PRÊMIO – Segundo o professor, a instrução normativa é desnecessária e o que deveria vigorar no mercado é o que está sendo feito desde 2004 pela Associação dos Profissionais do Cacau Fino e Especial, que reúne compradores e produtores. Os melhores lotes de cacau recebem prêmios que variam de 25% a até 100% sobre o preço de mercado. “O cacau de melhor qualidade chega a ser vendido pelo dobro do preço pago hoje pelo mercado. Este é o melhor incentivo que o produtor pode ter para investir na melhoria da qualidade de seu produto”, destaca Pereira.

O empresário rural Cleber Isaac Filho entende, por sua vez, que o projeto de instrução normativa é “inoportuno”. Segundo ele, o documento classificatório nasceu de uma iniciativa da Associação das Indústrias Processadoras de Cacau, durante uma reunião da Câmara Setorial do Cacau do Ministério da Agricultura. Isaac Filho reclama da falta de divulgação e da concessão de prazo de apenas 60 dias para a consulta pública, contados a partir de 10 de fevereiro, em meio às férias e período do Carnaval. “É muito pouco”, protesta.
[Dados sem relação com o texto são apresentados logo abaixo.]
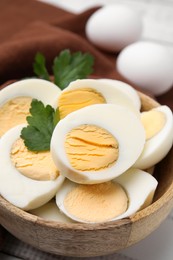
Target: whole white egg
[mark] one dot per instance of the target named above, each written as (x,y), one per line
(113,27)
(157,146)
(148,65)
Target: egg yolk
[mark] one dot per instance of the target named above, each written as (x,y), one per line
(73,100)
(14,112)
(153,121)
(91,148)
(97,202)
(34,165)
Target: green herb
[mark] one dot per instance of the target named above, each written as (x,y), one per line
(66,67)
(39,67)
(41,123)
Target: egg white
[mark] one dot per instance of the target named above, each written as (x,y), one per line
(138,185)
(118,121)
(158,146)
(50,211)
(40,89)
(19,190)
(126,89)
(110,91)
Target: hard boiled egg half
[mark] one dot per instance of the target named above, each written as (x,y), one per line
(27,179)
(158,125)
(109,201)
(86,92)
(97,143)
(15,100)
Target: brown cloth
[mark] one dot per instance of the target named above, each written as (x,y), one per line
(29,26)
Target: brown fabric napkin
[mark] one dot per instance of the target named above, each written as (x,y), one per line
(29,26)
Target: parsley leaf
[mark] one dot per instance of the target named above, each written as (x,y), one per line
(41,123)
(39,67)
(68,67)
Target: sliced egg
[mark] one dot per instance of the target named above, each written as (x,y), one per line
(97,143)
(15,100)
(82,93)
(22,191)
(51,212)
(158,124)
(109,201)
(126,89)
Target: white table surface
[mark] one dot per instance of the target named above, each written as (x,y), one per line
(158,21)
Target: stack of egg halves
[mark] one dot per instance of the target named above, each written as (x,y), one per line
(102,147)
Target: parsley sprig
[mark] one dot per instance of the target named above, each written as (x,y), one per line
(41,123)
(66,67)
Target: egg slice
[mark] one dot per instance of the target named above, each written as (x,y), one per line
(22,191)
(97,143)
(126,89)
(15,100)
(109,201)
(50,211)
(82,93)
(158,124)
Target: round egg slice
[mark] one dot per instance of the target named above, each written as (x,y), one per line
(126,89)
(158,125)
(109,201)
(22,191)
(86,92)
(97,143)
(15,100)
(51,212)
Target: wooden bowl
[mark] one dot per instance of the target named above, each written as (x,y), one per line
(94,239)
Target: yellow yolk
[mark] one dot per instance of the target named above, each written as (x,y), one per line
(96,203)
(89,148)
(34,165)
(14,112)
(73,100)
(153,121)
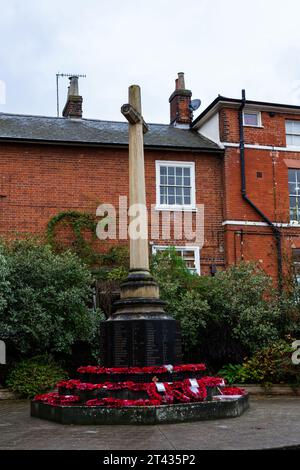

Para o analista de mercado de cacau e membro da Comissão Nacional do Cacau, Thomas Hartmann, uma norma geral de classificação só se tornará efetiva a partir do momento em que o cacau produzido no Brasil voltar a ser exportado in natura em grandes quantidades para o exterior, caso em que servirá de base para os contratos de compra e venda internacionais, como ocorre habitualmente no mercado mundial. “Esse evento, porém, ainda parece estar muitos anos distante, considerando-se os atuais volumes da produção brasileira de cacau e a demanda da indústria doméstica, de forma que a curto e médio prazos a instrução normativa carecerá de aplicação prática”, observa o consultor.

Quanto ao seu conteúdo objetivo, acrescenta Thomas Hartmann, o projeto, embora excessivamente prolixo e detalhista, é aceitável, com exceção de duas falhas que devem ser corrigidas. A primeira: o limite de umidade com 9% excede todas as normas internacionais, que invariavelmente especificam entre 7,5% e 8%. Além disso, não foi estabelecido um limite admissível para a soma de todos os defeitos, permitindo que, na prática, cacau com uma contagem total de defeitos de 15% ainda possa ser considerado tipo 1, contrariando as normas internacionais de classificação.